Le SETCa et la CNE ont bien compris que c’est le statut d’employé lui-même qui est en danger. Les patrons veulent instrumentaliser la crise pour le briser en recourant à l’arme du chômage économique sous le prétexte d’éviter les licenciements. Les syndicats ne veulent pas séparer la question de l’introduction du chômage économique pour les employés du reste du débat concernant l’harmonisation des statuts et, en premier lieu, de l’augmentation des indemnités de licenciement pour les ouvriers. Ils mettent aussi en avant des alternatives au chômage économique pour les employés en cas de chute de l’activité, comme un droit accru au crédit-temps, avec toute la souplesse d’application nécessaire, et des mesures qui lieraient la réduction collective de la durée du temps de travail à des baisses de charges (5).
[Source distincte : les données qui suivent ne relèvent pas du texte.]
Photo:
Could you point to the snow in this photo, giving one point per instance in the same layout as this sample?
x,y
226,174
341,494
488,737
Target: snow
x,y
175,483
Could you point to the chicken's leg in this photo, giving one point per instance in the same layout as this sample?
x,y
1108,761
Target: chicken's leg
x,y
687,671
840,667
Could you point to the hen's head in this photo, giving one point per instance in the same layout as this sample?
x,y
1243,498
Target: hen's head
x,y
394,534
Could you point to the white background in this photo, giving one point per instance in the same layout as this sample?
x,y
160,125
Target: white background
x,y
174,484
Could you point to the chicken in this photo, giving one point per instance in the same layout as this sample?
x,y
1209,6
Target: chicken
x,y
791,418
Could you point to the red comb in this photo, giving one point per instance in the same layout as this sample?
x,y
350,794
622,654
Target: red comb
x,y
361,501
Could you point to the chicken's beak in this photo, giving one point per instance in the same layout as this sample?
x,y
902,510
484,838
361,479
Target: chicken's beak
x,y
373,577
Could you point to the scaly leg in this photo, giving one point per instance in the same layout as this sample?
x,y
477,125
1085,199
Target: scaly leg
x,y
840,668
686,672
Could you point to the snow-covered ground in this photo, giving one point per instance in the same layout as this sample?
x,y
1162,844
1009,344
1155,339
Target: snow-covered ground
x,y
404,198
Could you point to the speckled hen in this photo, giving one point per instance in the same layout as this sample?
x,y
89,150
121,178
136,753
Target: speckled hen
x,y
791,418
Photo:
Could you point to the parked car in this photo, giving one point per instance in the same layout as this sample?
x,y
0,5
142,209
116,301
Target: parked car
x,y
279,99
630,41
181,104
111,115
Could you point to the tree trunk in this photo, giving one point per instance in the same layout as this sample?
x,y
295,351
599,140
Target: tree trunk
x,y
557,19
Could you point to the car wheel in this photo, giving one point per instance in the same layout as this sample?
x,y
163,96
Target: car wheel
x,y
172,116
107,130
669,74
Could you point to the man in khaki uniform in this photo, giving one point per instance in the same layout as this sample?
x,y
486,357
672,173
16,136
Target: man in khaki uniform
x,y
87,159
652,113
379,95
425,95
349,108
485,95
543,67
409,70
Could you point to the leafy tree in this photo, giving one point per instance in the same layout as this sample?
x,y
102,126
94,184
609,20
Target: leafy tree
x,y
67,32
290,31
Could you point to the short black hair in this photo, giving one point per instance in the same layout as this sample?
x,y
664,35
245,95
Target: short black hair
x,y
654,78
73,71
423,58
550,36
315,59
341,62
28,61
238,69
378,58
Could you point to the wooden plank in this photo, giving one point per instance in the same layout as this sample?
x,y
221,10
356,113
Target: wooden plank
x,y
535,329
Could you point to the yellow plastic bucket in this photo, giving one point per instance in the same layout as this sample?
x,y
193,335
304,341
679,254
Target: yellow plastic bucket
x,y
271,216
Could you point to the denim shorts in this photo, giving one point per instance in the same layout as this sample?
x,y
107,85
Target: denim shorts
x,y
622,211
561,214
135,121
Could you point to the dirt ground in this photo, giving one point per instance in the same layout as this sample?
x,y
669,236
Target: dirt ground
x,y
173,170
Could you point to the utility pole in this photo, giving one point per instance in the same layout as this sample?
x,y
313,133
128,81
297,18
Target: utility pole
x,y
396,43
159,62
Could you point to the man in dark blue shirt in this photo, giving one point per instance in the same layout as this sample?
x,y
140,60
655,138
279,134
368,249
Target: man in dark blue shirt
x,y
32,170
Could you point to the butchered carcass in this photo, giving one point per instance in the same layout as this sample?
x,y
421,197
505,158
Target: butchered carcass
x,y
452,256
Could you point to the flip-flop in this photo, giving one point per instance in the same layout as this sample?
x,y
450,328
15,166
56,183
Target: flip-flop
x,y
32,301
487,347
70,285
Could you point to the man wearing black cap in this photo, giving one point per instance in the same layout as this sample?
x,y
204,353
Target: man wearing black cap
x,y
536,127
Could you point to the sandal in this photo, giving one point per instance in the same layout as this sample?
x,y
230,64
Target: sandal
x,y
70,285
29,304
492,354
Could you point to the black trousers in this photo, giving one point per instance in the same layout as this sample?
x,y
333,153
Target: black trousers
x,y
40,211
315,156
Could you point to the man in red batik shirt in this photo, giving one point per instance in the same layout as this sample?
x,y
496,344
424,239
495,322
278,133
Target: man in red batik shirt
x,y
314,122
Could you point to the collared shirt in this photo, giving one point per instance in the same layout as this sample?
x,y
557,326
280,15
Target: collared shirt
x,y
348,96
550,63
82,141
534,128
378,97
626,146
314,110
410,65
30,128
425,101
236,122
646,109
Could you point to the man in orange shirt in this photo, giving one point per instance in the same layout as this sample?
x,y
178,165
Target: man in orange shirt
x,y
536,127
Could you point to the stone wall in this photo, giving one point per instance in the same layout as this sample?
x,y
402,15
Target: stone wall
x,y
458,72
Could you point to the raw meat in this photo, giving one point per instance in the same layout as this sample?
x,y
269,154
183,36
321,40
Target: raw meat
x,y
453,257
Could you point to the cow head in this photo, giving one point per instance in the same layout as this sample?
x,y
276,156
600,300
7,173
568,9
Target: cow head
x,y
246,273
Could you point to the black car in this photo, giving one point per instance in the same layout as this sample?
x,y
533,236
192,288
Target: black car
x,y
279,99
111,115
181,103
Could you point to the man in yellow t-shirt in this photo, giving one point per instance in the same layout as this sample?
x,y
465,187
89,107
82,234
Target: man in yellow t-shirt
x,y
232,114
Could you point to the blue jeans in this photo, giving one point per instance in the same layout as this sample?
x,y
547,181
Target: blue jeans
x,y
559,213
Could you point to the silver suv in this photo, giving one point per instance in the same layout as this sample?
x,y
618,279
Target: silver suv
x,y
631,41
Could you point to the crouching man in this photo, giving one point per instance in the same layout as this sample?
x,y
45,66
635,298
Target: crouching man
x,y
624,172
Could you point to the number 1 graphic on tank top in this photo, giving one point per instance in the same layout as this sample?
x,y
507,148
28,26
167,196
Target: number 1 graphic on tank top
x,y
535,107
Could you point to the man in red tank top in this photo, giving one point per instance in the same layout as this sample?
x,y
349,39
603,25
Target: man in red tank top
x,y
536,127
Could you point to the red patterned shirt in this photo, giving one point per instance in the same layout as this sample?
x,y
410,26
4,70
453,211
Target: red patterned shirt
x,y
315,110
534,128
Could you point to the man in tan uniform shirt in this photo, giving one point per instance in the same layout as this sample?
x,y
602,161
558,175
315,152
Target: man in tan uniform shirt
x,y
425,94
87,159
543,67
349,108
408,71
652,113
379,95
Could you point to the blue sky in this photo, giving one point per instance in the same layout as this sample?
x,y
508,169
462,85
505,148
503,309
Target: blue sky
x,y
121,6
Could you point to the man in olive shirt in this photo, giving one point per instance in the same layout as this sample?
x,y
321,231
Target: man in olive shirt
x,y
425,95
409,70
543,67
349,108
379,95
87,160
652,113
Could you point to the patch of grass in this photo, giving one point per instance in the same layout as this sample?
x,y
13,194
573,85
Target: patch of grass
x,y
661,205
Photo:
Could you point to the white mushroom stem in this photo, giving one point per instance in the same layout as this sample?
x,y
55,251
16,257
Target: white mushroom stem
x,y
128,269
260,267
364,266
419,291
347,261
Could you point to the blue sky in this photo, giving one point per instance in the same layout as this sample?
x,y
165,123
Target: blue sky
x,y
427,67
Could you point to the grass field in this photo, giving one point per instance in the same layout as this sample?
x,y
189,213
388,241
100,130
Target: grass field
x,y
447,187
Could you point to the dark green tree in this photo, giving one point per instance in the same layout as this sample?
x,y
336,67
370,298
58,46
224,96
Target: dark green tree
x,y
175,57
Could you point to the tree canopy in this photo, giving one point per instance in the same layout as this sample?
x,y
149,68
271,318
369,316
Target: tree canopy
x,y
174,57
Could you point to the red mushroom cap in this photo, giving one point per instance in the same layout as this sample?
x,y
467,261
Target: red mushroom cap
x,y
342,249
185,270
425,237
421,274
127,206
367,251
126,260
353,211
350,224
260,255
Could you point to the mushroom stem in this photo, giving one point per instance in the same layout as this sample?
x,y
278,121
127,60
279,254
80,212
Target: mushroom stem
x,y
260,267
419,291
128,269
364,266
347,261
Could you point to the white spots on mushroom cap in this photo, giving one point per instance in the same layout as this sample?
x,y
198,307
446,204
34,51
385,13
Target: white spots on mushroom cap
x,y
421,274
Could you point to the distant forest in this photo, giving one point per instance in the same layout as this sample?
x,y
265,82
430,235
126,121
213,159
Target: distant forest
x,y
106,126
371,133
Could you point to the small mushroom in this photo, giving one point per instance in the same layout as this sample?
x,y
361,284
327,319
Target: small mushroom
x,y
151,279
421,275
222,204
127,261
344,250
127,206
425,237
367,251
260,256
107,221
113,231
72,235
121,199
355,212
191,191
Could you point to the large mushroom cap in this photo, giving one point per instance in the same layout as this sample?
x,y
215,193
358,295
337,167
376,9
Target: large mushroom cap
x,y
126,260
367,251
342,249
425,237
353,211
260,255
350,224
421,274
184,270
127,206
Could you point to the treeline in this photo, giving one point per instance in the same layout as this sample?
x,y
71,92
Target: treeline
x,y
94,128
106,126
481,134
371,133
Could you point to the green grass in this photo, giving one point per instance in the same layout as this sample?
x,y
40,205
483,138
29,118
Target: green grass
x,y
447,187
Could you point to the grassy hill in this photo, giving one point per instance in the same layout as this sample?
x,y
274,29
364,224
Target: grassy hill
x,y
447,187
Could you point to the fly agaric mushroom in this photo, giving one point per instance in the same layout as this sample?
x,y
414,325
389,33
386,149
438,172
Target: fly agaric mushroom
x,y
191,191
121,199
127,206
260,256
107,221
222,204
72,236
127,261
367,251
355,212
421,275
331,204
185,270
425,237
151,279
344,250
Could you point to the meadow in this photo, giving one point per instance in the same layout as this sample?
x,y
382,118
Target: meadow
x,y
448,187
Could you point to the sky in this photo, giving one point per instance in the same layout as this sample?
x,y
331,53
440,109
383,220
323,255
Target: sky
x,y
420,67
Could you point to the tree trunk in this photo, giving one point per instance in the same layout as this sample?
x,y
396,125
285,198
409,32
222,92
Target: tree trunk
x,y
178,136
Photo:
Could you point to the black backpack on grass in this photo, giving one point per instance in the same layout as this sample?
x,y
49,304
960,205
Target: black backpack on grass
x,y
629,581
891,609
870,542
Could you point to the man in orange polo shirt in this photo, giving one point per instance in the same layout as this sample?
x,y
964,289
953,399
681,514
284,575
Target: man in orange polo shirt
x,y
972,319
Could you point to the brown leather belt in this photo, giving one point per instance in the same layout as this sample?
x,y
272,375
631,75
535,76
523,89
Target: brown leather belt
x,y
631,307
Mais ils ont également laissé entendre que si des mesures de chômage économique pour les employés sont imposées, ils revendiquent alors qu’elles soient limitées dans le temps, couplées à des garanties concernant la sécurité de l’emploi et qu’elles ne puissent pas être décidées unilatéralement par l’employeur, mais après consultation des représentants des travailleurs. Ils demandent de plus une allocation supplémentaire en compensation de la perte des revenus, qui devraient être financée par des contributions patronales extraordinaires et/ou une taxe sur le capital (les dépenses supplémentaires pour la sécurité sociale seraient estimées à 120 millions d’euros).

Nous soutenons les syndicats dans leur opposition face aux tentatives de miner le statut des employés et nous appelons nos lecteurs à signer leur pétition (6) à ce sujet. Mais nous regrettons qu’ils aient, avant même d’engager la bataille, laissé la porte ouverte à ce que les travailleurs soient quand même ceux qui devront payer pour la crise, via les crédits-temps ou les baisses de charges patronales.

Selon De Tijd (7), en 2007, les 104 entreprises belges cotées en Bourse, excepté Fortis, ont engrangé 15,4 milliards d’euros de profits. La même année, les actionnaires ont reçu 9,6 milliards d’euros en dividendes. En 2008, pour la première fois, les mêmes entreprises ont remis un bilan en perte, pour un total de 3,6 milliards d’euros. Cela n’a pourtant pas empêché ces entreprises de verser à nouveau 3,5 milliards d’euros de dividendes à leurs actionnaires et de maintenir les super-salaires de leurs cadres dirigeants. Malgré une perte record de 28 milliards d’euros l’an dernier, Fortis a “récompensé” ses 9 directeurs avec un bonus approchant 20 millions d’euros !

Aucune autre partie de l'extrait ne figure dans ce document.